Barangkali kebanggaan orang tua terhadap anak-anak mereka yang pandai sains, juara kelas, cakap bermain musik, menyanyi, dan menari mulai tergeser oleh kebanggaan orang tua terhadap banyaknya hafalan Al Quran anak-anak mereka. Subhanalloh.
Wahai ayah bunda, sedemikian mulianya, tapi mungkin di Palestina sana para orang tua tidak lagi bangga terhadap hafalan Al Quran anak-anak mereka, yang mereka banggakan ialah kematian anak-anak mereka di medan jihad.

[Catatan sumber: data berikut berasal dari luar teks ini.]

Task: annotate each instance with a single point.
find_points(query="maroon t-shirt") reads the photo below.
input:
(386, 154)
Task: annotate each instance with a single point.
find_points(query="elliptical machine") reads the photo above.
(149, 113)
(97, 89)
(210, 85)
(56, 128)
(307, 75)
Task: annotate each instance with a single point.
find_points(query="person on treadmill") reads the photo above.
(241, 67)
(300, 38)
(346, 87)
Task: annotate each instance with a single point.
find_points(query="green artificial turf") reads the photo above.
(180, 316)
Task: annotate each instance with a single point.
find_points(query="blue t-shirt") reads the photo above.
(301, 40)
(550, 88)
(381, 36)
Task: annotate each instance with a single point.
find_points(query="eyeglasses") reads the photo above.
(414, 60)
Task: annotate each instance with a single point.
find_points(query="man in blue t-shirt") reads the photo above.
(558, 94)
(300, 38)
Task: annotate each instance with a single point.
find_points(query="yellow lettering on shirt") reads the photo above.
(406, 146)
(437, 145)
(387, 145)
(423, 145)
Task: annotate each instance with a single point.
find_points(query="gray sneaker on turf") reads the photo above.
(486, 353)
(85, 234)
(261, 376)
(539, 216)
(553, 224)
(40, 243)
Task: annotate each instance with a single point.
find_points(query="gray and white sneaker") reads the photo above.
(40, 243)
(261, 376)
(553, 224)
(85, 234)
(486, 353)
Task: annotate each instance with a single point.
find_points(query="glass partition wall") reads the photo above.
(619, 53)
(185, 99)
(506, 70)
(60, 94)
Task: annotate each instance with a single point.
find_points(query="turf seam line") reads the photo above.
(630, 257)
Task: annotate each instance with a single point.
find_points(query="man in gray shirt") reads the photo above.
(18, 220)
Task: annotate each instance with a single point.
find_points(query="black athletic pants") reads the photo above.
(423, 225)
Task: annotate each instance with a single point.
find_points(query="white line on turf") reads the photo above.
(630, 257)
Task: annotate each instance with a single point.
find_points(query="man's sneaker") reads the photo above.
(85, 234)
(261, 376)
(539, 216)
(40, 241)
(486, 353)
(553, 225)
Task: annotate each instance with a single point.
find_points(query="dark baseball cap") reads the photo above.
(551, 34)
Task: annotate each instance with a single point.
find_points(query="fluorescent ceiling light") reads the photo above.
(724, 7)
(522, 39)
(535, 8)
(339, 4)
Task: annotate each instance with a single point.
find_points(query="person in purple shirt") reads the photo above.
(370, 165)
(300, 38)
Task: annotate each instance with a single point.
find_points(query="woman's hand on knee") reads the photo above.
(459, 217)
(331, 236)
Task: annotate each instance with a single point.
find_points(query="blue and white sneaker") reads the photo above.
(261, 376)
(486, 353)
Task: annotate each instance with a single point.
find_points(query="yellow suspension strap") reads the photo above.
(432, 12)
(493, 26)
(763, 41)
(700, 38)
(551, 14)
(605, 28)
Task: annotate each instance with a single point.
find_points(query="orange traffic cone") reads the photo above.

Mereka mengajarkan anak-anak mereka Al Quran bukan untuk dibanggakan. Mereka menghapal Al Quran agar bisa berada di garis depan, dengan senapan di tangan kanan. Hanya ada dua pilihan: hidup mulia di atas kemenangan atau mati bahagia dalam kesyahidan.
Anak-anak dilahirkan bukan sekedar sarana penyejuk pandangan atau motif kebanggaan. Mereka ditempa untuk dikirim ke medan perjuangan.
Layaknya Al Khonsa mengutus satu per satu putra laki-lakinya ke medan juang, hingga keempatnya hanya raga tak bernyawa saat pulang, begitu juga semestinya kita.
"Warhamhumaa kamaa robbayaani soghiiroo", semoga tulus doa anak-anak kita ketika mereka memohon pada Alloh agar tercurah kasih sayang-Nya bagi kita, sebagaimana kita mengasihi mereka, mendidik mereka, membina mereka sewaktu mereka masih kecil.
Orang tua membesarkan anak-anak mereka agar menjadi sarana turunnya rahmat Alloh, bukan agar anak-anak itu menjadi sesuatu yang membuat mereka bangga dan bahagia.
Dan ketika anak-anak kita memenuhi perintah Alloh untuk memelihara kita di masa tua, merekalah setetes rahmat Alloh bagi kita, yg sebenarnya ialah sebentuk pengabulan Alloh atas doa-doa mereka.